Watching weather predictions, one often sees typhoon, tornadoes, rain and cold waves simulations. In addition to advances in gaming, animation and social media technologies, neuroscience has benefitted from progress in brain simulation. Computational neuroscience and quantitative psychology have long relied on computer modeling to simulate neural activity and networks.
The Blue Brain (hardware: Blue Gene supercomputer, software: NEURON) is a project that aims at modeling the mammalian brain down to molecular detail. Scientists at the EPFL (Ecole Polytechnique Federale de Lauzanne, Switzerland) continue working on the undertaking, and attempt to uncover what lies underneath it all.
Brain-computer interface (BCI) consist of transmitting commands to the machine mentally (Brunner et al., 2010).
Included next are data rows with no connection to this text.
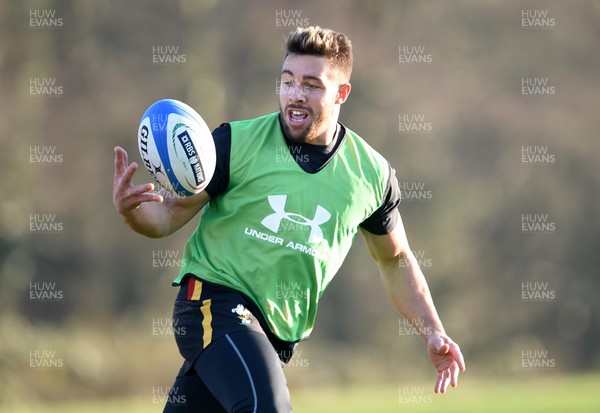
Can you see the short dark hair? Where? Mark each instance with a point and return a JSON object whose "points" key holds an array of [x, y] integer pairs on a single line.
{"points": [[316, 41]]}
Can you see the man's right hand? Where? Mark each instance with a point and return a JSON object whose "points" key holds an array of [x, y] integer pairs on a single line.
{"points": [[127, 196], [154, 215]]}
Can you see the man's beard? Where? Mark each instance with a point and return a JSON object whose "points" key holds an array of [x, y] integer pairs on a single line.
{"points": [[305, 135]]}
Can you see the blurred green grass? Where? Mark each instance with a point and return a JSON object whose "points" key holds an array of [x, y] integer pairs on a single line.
{"points": [[548, 394]]}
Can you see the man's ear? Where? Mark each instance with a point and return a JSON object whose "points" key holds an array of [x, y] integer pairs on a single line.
{"points": [[343, 93]]}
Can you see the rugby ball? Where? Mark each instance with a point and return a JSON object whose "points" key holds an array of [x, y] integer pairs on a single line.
{"points": [[177, 147]]}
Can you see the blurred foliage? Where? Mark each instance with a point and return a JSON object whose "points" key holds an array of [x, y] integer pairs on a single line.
{"points": [[470, 229]]}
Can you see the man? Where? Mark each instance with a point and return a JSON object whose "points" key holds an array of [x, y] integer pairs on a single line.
{"points": [[290, 192]]}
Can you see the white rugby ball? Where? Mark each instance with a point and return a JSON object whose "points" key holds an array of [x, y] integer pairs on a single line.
{"points": [[177, 147]]}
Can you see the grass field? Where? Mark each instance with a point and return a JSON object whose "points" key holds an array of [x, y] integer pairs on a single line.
{"points": [[541, 394]]}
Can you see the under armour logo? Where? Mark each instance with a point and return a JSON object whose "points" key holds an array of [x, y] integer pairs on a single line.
{"points": [[273, 221]]}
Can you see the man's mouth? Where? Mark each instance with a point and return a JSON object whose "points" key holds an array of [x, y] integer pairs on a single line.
{"points": [[297, 116]]}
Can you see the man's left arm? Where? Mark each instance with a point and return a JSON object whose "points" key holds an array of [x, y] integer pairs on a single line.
{"points": [[406, 285]]}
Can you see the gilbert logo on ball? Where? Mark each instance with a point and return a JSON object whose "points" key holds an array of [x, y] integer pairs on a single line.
{"points": [[177, 147]]}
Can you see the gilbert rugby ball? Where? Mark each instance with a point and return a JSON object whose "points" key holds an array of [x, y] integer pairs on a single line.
{"points": [[177, 147]]}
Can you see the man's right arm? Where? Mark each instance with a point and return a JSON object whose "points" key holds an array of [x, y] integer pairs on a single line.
{"points": [[154, 215]]}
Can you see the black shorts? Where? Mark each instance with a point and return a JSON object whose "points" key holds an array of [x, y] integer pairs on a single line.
{"points": [[232, 361]]}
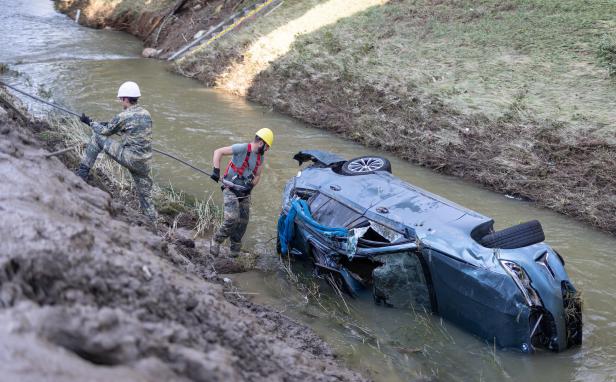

Although development is underway, such systems continue to be clouded by noise to the point of message integrity loss. The two types of signals used are the event-related desynchronization (ERD) and steady-state evoked potentials (SSEPs). Through their work, the scientists show that a hybrid is possible, and conducive to improved communication.
Neurons, or brain cells, are surrounded by extracellular space. Xiao & Hrabetova (2011) report previous findings pointing to anomalous diffusion, and hypothesized that glomeruli are behind the process in the granular layer. Perhaps to non-neuroscientists, the most interesting part of their study is the use of geometrical models. The numerical Monte Carlo simulation was used, using in-house and external programs. The authors’ hypothesis proved correct - a crucial factor for neurotransmitter and neuromodulator research and application.
Clearly, computer simulation significantly impacts science: biology, physics, mathematics and astronomy. Amazingly enough, there are even theories that currently, humankind is living in a computer simulation organized by an Ancient civilization, or a future society.
Neuron, photo: Public domain
Public domain: Neuron architecture
- Brunner, C., Allison, B. Z., Krusienski, D. J., Kaiser, V., Muller-Putz, G. R., Pfurtscheller, G. & Neuper, C. (2010). Improved signal processing approaches in an offline simulation of a hybrid brain-computer interface. Journal of Neuroscience Methods, 188: 165-73.
- Xiao, F. & Hrabetova, S. (2011). Monte Carlo simulation study of geometrical factors causing anomalous diffusion in brain extracellular space. The Open-Access Journal for the Basic Principles of Diffusion Theory, Experiment and Application, 1-2.